Artist and designer Olive Gill-Hille wrestles with how to describe herself. But whatever the title, she’s making a name for herself.
We’re told not to touch art, but Olive Gill-Hille encourages it. Indeed, the 30-year-old Perth-based artist says her timber sculptures, furniture and wall panels only become whole once they are felt.
At her Fremantle workshop, Gill-Hille sketches and then paints a watercolour of each design before she picks up her tools to begin sculpting.
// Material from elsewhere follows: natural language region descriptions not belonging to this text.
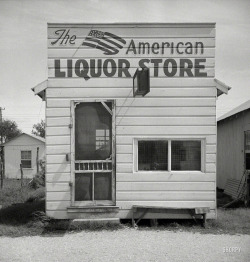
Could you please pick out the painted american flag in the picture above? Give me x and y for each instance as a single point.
(109, 43)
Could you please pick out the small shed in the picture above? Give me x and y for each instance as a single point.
(233, 147)
(23, 150)
(113, 145)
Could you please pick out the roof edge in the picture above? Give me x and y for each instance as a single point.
(222, 88)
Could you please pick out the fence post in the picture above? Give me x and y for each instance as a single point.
(21, 168)
(37, 160)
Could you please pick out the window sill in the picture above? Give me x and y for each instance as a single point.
(169, 172)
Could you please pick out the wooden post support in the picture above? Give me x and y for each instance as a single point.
(37, 160)
(21, 168)
(1, 172)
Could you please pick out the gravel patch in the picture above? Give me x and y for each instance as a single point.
(126, 245)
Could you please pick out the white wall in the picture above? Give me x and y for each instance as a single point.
(12, 152)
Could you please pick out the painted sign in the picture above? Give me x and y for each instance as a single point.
(109, 45)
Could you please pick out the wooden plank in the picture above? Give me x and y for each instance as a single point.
(142, 101)
(58, 140)
(58, 149)
(162, 195)
(210, 72)
(125, 213)
(207, 42)
(134, 62)
(57, 196)
(57, 131)
(127, 82)
(161, 130)
(53, 112)
(165, 53)
(57, 168)
(57, 121)
(57, 187)
(165, 177)
(140, 32)
(57, 205)
(164, 186)
(56, 159)
(165, 121)
(166, 111)
(57, 177)
(174, 204)
(113, 93)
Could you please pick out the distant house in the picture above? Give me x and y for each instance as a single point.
(233, 145)
(23, 150)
She works the timber into smooth, sensuous shapes evoking the human body.
“There is, for sure, a sensuality in the work, because so much of it is touch,” Gill-Hille says. “It’s either my body in the process of making, or other people’s bodies wanting to touch and run their hands over.”
Olive Gill-Hille is taking the emerging Australian art form of timber sculpture to new audiences.
Gill-Hille studied fine art at the Victorian College of the Arts and also has an associate degree of furniture design from RMIT. She wrestles with whether to call herself an artist or designer. Designers don’t usually do the physical work themselves, but she does it all, from foraging the “road kill” trees – WA-native sheoak and jarrah are two favourites – to the cutting, shaping, sanding and painting.
“A lot of hours go into the polishing and refining of each piece,” she says. “It’s all me, all my hand.”
The works of Olive Gill-Hille will be on show later in 2024 at Design Miami. Gallery Sally Dan-Cuthbert
In effect, she’s bringing an Australian perspective on the Arts and Crafts movement that was pioneered in the US by Kansas-born sculptor Wendell Castle, who died in 2018.
She’s also taking the emerging Australian art form to new audiences. Her work will be on display at Fremantle Design Week in October, and then in December she will exhibit at the highly influential Design Miami. It will be her first show overseas.
“It’s huge,” says Sydney gallerist Sally Dan-Cuthbert, who is taking Gill-Hille to Miami along with other Australians Damien Wright, Bonhula Yunupingu, David Tate, Sarah Rayner, Charles Trevelyan, Darren Fry, Rive Roshan, Lisa Reihana and Sophie Carnell. “It’s the mothership of fairs, particularly for design.”
Fremantle Design Week runs from October 18 to 24.